Healthcare Transparency: A Simple Guide to CMS Open Payments
- venops431
- Mar 17
- 3 min read
When it comes to healthcare, trust is a key component. When your physician prescribes a new medication or suggests you use a certain kind of medical device, you want to feel confident that their recommendation is based entirely on what is in your best interest. You would never want a physician's medical decision to be influenced by an ulterior financial motive.

To help maintain that level of trust and create full transparency, the government created an important transparency initiative. Let's detail exactly what this initiative is, how it operates, and how you can use it as a tool to better understand your healthcare.
What is Open Payments CMS?
Open Payments CMS is a national transparency system managed and operated by the Centers for Medicare & Medicaid Services (CMS) in the US. The objective of the program is to improve transparency around financial transactions that exist between the healthcare sector (including pharmaceutical industry and manufacturers of medical devices) and individual healthcare providers (including physicians and teaching hospitals).
As part of this law (P.L. 111-148, Sec. 6002), companies that manufacture pharmaceuticals and medical devices must report to the government any and all transfers of value made to medical professionals. CMS uses a Content Management System, often referred to as an Open Payments CMS, to support the gathering, organization and publication of the hundreds of thousands of records that come from the Open Payments program.
What is Changing Hands and Type of Money Payment?
When someone hears the phrase Open Payment to Providers, the first thing that they may think of is that it relates to shady business or bribes; but the reality is that most of these types of financial relationships are legal, and ultimately help drive advances in medicine.
An Open Payment to Providers can be defined as being in one of several categories, including:
Research Grant: Many pharmaceutical companies employ physicians to conduct clinical research to evaluate the safety and effectiveness of new drugs.
Consulting Fees: Many experienced physicians consult with other physicians and provide their opinion on how to best design and manufacture a new medical device.
Travel & Education: Companies sometimes pay for the physician’s travel expenses when attending a medical conference to share information about current treatment options.
Food & Beverages: On occasion, drug representatives or other health-related professionals will buy the physician and staff lunch while they discuss a new medication.

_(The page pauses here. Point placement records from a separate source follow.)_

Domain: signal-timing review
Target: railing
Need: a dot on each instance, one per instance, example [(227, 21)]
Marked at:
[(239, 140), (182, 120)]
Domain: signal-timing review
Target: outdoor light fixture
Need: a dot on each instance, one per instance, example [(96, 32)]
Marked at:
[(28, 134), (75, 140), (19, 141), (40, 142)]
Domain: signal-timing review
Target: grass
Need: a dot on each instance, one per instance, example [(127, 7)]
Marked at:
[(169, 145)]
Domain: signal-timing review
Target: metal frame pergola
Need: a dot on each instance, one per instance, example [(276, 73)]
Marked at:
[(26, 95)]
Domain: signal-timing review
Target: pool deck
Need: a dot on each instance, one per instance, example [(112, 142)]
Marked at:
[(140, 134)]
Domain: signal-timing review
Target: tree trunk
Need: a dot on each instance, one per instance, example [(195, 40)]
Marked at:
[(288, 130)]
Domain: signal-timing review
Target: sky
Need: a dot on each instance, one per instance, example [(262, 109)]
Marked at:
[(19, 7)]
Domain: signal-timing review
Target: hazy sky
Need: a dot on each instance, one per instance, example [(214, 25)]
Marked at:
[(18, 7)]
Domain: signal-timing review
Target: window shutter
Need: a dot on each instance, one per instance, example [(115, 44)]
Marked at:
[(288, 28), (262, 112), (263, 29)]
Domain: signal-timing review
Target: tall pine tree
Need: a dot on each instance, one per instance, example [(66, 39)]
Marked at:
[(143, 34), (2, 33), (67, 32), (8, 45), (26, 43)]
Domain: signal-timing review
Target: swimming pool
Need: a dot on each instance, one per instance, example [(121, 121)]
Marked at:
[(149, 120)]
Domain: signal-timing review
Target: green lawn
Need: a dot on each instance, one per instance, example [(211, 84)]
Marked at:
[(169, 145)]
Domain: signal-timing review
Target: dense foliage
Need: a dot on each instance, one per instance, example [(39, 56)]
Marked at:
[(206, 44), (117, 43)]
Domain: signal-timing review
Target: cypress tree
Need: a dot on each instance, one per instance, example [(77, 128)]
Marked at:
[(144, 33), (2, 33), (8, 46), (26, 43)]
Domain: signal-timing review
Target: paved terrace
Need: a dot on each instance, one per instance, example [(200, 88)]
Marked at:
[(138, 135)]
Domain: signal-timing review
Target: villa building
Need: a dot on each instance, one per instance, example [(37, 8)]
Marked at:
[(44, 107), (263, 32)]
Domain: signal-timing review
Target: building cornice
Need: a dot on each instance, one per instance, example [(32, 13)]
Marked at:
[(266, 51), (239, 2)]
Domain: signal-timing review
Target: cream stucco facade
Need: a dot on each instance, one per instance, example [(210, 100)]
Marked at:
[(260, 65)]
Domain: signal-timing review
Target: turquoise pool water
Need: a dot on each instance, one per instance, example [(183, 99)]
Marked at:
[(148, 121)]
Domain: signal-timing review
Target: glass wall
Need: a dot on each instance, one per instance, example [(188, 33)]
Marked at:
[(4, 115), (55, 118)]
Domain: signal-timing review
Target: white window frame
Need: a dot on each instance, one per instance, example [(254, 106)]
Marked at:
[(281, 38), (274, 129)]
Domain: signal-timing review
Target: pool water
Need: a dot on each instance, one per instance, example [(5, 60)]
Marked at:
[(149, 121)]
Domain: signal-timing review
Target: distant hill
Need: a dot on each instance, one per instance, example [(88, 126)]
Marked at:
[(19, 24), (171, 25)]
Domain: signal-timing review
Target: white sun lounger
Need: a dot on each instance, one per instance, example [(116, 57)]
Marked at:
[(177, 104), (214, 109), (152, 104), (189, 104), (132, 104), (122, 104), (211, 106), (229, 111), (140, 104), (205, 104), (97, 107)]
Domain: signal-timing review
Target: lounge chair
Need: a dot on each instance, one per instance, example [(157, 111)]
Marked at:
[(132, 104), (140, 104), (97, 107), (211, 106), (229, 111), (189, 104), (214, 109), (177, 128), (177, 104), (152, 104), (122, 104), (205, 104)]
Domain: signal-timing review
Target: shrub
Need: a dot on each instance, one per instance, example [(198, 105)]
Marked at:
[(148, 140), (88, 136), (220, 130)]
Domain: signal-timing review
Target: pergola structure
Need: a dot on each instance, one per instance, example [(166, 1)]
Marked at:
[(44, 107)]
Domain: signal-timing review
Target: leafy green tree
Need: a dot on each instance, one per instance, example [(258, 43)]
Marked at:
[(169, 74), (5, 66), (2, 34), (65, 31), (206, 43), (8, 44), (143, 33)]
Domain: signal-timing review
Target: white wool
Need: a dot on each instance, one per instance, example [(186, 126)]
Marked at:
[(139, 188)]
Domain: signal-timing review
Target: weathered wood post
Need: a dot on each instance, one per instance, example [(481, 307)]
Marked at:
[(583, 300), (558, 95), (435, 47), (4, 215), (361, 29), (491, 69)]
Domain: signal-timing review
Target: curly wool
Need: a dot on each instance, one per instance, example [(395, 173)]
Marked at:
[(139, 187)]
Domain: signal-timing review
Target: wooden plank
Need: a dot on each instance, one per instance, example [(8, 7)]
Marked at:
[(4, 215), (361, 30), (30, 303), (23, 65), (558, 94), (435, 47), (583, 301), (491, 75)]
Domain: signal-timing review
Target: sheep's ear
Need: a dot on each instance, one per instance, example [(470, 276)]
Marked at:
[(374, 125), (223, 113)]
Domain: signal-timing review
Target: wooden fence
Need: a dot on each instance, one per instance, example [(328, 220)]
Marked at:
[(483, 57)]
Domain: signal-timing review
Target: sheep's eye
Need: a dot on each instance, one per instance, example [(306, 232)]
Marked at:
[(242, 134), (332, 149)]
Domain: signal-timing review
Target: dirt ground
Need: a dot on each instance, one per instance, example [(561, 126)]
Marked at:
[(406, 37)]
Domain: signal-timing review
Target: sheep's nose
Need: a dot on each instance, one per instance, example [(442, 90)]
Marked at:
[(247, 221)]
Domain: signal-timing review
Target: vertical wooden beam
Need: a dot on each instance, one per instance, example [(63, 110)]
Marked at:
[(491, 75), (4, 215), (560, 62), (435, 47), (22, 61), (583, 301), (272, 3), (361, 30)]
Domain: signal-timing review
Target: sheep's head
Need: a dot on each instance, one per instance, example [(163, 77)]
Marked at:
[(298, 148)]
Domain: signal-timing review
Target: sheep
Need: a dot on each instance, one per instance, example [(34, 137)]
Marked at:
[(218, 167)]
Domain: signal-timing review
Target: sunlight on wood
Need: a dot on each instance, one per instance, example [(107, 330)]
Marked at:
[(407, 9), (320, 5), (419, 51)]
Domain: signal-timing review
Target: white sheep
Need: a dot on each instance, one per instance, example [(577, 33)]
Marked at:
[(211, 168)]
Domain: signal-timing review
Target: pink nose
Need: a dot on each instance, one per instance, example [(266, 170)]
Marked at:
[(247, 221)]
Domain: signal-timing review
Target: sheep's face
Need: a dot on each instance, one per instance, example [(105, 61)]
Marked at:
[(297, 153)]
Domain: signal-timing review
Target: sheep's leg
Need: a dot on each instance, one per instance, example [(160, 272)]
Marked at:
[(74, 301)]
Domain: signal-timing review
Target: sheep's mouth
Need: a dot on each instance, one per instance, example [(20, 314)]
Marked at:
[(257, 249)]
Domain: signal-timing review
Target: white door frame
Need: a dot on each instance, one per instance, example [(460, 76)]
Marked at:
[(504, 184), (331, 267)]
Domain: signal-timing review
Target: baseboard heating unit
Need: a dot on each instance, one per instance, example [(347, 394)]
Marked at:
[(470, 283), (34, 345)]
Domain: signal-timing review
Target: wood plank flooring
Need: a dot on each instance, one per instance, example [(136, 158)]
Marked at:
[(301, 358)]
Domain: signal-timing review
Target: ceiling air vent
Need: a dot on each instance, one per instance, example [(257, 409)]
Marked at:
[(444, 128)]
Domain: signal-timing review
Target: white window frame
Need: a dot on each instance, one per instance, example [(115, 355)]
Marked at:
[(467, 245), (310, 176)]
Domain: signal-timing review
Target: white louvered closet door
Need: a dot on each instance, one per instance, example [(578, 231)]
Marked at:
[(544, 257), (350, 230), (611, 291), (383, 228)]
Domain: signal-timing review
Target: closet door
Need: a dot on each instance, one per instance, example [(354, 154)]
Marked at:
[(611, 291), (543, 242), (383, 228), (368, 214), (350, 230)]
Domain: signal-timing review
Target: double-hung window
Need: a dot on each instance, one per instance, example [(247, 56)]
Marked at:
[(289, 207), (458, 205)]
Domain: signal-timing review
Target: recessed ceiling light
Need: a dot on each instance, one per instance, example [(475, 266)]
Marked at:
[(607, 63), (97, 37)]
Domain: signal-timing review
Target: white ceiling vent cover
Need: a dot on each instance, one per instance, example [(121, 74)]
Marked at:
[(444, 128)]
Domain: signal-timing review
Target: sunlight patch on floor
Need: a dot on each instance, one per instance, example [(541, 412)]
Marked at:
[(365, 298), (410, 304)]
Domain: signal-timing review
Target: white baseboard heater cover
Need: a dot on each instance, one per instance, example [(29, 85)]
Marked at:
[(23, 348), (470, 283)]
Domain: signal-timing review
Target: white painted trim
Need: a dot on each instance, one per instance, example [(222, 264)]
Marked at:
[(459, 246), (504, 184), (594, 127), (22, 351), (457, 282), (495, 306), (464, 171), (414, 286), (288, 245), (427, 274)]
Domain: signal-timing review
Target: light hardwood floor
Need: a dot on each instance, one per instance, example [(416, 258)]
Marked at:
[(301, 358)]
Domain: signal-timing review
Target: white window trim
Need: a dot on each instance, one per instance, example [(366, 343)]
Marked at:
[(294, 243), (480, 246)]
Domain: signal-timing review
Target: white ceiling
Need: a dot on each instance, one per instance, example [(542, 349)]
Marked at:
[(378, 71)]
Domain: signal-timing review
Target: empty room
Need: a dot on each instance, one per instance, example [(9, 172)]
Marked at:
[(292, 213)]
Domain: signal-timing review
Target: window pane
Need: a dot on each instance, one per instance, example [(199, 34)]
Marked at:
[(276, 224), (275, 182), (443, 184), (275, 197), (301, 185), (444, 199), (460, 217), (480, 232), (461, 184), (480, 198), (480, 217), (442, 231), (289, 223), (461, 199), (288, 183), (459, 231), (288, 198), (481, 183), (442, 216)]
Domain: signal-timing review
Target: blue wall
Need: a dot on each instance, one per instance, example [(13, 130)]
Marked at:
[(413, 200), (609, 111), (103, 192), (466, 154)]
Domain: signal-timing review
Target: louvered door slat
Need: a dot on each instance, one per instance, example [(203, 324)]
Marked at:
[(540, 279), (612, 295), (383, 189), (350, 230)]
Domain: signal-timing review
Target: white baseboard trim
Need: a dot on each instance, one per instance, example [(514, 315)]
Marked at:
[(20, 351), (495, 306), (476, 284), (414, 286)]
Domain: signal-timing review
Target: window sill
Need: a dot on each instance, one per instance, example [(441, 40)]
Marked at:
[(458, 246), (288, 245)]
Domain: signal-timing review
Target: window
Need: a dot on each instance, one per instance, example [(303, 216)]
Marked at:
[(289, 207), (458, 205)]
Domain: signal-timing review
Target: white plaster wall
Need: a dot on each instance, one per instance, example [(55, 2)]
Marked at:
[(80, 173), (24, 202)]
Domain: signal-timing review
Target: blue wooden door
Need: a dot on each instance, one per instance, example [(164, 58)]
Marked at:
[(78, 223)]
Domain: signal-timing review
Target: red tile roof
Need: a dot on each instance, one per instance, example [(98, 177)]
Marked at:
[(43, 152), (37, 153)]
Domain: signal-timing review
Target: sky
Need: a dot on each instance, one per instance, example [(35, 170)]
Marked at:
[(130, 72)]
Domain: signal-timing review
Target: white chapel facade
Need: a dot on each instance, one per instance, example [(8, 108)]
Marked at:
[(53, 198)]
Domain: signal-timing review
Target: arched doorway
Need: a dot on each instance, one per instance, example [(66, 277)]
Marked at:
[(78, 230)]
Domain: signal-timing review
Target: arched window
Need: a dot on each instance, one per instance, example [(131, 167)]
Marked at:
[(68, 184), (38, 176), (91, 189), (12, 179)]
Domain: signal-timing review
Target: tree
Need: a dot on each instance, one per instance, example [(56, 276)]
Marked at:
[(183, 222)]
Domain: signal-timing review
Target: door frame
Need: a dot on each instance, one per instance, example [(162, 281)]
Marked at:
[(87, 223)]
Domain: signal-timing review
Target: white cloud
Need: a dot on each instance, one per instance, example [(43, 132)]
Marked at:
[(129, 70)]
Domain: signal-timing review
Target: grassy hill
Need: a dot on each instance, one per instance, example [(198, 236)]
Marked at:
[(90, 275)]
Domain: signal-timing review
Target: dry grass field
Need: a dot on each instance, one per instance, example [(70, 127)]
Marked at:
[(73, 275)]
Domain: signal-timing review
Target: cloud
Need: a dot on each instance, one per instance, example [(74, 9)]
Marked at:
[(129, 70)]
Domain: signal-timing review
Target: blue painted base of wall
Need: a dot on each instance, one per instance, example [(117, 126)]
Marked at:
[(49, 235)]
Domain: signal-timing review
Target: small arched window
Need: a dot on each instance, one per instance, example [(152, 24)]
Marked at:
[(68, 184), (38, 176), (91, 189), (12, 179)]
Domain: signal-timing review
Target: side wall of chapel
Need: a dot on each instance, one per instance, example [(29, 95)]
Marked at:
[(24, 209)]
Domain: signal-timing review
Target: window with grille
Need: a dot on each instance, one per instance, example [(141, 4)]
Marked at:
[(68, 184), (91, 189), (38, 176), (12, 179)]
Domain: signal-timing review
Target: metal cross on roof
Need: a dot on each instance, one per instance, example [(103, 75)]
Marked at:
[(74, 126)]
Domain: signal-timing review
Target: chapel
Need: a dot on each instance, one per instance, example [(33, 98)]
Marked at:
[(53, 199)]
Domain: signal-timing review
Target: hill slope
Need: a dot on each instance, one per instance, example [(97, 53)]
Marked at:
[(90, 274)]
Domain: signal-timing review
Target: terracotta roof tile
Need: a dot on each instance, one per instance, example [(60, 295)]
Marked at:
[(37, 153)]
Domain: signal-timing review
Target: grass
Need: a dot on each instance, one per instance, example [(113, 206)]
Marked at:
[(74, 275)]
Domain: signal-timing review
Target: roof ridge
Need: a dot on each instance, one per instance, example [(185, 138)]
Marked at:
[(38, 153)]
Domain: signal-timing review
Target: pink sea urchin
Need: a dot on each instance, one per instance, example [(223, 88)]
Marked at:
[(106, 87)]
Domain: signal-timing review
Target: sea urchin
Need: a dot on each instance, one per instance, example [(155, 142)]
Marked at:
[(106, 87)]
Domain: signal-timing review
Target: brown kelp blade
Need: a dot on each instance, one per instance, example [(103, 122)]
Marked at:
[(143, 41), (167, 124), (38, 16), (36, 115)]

Although these payment types are all standard practice, making any of these payments “open” provides public accountability for their existence so that no one can hide these payments from the public.
Where Do You Find This Information?
The nice thing about this program is that the details are not kept in a hidden government archive/file. This information can be accessed by you free of charge, 24 hours and 7 days a week.
All of the data is held within the Open Payments Database. The Open Payments Database is a public and user-friendly web-based application that anyone can use to obtain the required information. Simply enter your physician’s name, the hospital name or individual clinic name, and click search.
Once you have entered the required information in the Open Payments Database, you will receive an immediate response containing a detailed profile of the physician. The Open Payments Database will show you how much compensation the physician received from each entity, from what organization/individual the funds came from, and for what purpose the funds were provided to the physician. Using this information will provide a patient with the necessary information to ask more informed questions.
Why Should You Care? If patients are given access to this type of information, they will have more confidence and fewer fears about their own health care. If you see your doctor writing prescriptions for a particular type of drug, then you will have the ability to review the available information on the company that manufactured the drug. You can also ask your doctor directly (and openly) why they chose this particular treatment for you.
The CMS Open Payments Program is not designed to punish physicians but rather to protect patients. The CMS Open Payments Program will produce an open, honest, and fair healthcare system where transparency becomes the norm rather than the exception. Ultimately, when we have access to and can review the information regarding our physician's financial relationships with drug manufacturers, we can trust our medical care.